Rogers M. Smith is the Christopher H. Browne Distinguished Professor of Political Science. He is the author or co-author of many articles and seven books, including Political Peoplehood, Still a House Divided: Race and Politics in Obama’s America with Desmond S. King, Stories of Peoplehood: The Politics and Morals of Political Membership, and Civic Ideals: Conflicting Visions of Citizenship in U.S. History. Civic Ideals received six best book prizes from four professional associations and was a finalist for the 1998 Pulitzer Prize in History. Smith was elected a Fellow of the American Academy of Arts and Sciences, the American Academy of Political and Social Science, and the American Philosophical Society. He is currently President of the American Political Science Association.

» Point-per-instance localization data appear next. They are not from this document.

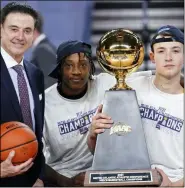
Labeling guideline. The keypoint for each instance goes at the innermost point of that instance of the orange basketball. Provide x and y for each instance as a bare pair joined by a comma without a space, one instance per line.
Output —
20,138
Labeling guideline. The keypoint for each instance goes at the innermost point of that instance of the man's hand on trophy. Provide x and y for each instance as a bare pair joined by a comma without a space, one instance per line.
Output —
100,122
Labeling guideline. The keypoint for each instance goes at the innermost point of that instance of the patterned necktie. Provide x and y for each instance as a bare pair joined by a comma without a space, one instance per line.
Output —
24,96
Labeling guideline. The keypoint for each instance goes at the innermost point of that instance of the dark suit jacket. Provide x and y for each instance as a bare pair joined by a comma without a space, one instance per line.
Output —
11,111
44,57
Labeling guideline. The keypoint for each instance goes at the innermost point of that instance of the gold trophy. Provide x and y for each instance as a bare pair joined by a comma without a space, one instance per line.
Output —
121,155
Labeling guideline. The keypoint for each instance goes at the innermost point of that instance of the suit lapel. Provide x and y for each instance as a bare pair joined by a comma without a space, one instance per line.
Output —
9,87
32,81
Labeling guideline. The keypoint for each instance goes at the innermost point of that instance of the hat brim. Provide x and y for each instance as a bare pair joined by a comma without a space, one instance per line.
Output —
72,50
54,72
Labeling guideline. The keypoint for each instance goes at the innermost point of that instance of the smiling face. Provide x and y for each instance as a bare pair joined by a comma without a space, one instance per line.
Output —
75,74
17,34
169,58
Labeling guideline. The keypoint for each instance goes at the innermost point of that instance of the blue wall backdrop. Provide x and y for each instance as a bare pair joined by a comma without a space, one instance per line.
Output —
63,20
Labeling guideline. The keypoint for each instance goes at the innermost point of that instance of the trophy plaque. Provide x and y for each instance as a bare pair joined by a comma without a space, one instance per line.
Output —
121,156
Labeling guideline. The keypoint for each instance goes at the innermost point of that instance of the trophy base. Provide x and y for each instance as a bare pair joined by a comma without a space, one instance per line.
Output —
122,178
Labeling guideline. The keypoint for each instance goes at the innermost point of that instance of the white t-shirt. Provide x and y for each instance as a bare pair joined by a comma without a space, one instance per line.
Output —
163,120
66,126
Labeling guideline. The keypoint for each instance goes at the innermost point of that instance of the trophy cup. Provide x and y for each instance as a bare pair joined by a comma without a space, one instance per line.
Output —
121,156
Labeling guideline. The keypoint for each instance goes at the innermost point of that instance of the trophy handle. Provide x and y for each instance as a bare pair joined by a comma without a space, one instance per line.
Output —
120,76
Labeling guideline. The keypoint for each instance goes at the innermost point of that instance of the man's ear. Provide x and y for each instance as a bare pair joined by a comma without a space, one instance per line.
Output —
152,57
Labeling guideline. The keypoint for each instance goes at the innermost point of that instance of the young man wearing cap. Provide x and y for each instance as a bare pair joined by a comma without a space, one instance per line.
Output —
161,102
70,105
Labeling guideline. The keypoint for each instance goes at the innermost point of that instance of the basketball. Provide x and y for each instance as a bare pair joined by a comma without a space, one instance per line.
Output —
18,137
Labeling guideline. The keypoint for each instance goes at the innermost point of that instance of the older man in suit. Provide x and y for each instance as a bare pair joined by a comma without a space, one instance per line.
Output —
44,53
21,85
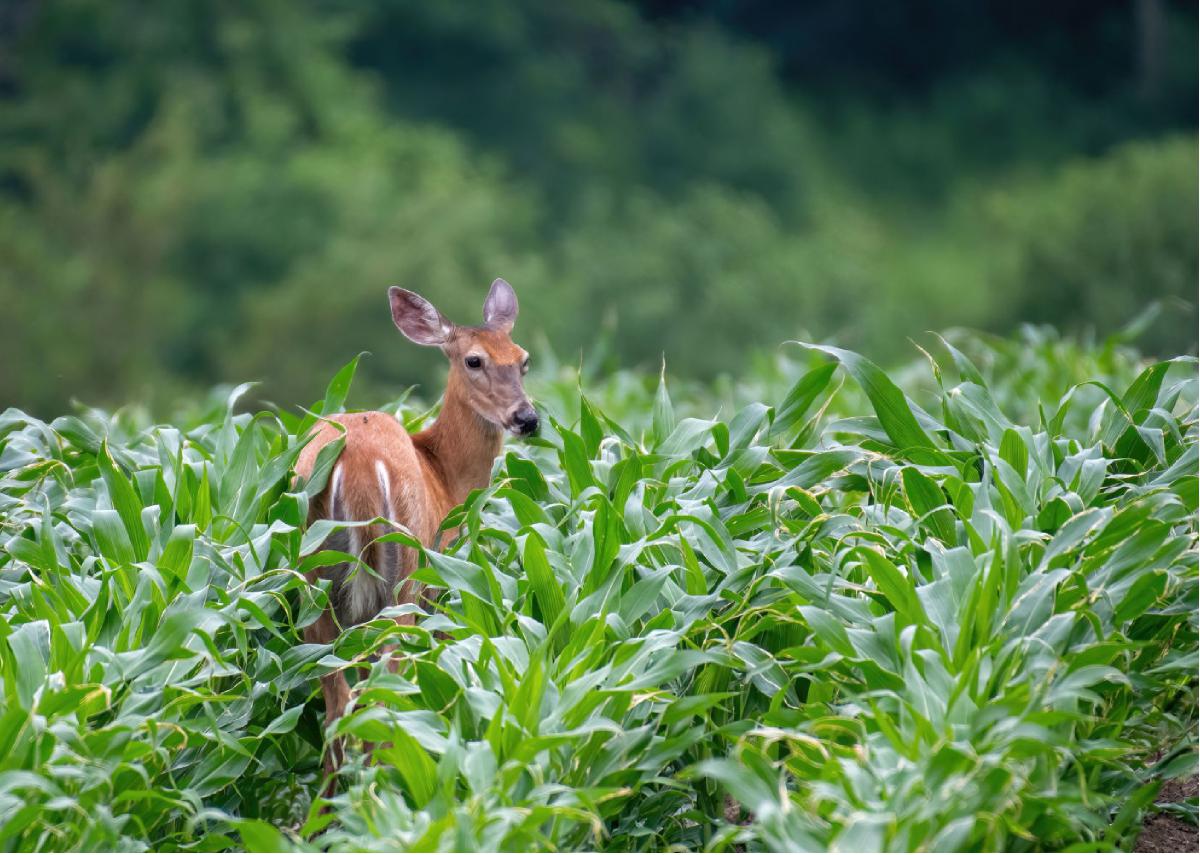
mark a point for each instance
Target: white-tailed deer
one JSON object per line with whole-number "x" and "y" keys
{"x": 414, "y": 479}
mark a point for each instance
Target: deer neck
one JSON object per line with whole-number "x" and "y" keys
{"x": 460, "y": 446}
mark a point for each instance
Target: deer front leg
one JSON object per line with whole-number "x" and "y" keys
{"x": 336, "y": 693}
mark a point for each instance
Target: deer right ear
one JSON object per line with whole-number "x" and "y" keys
{"x": 418, "y": 318}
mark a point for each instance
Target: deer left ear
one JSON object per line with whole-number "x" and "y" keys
{"x": 501, "y": 306}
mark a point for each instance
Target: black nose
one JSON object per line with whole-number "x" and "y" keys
{"x": 525, "y": 419}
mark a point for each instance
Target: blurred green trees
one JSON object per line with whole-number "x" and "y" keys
{"x": 217, "y": 190}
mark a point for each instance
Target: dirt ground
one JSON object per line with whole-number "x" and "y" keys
{"x": 1163, "y": 832}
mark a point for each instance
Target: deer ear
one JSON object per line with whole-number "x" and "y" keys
{"x": 418, "y": 318}
{"x": 501, "y": 306}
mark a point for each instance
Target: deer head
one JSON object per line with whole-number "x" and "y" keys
{"x": 486, "y": 366}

Domenic Vitiello is Associate Professor of City Planning and Urban Studies. He teaches The Immigrant City for undergraduates and Migration and Development for graduate students. His recent research has focused on the destruction and preservation of Chinatowns in the United States and Canada; migrant-led transnational development in the U.S., Mexico, and West Africa; and migrant communities’ engagement in urban agriculture around the world. His most recent book is an edited volume with Tom Sugrue, Immigration and Metropolitan Revitalization in the United States. Domenic is currently writing a book titled The Sanctuary City that examines Central American, Southeast Asian, African, Arab, and Mexican immigration to Philadelphia since the 1970s.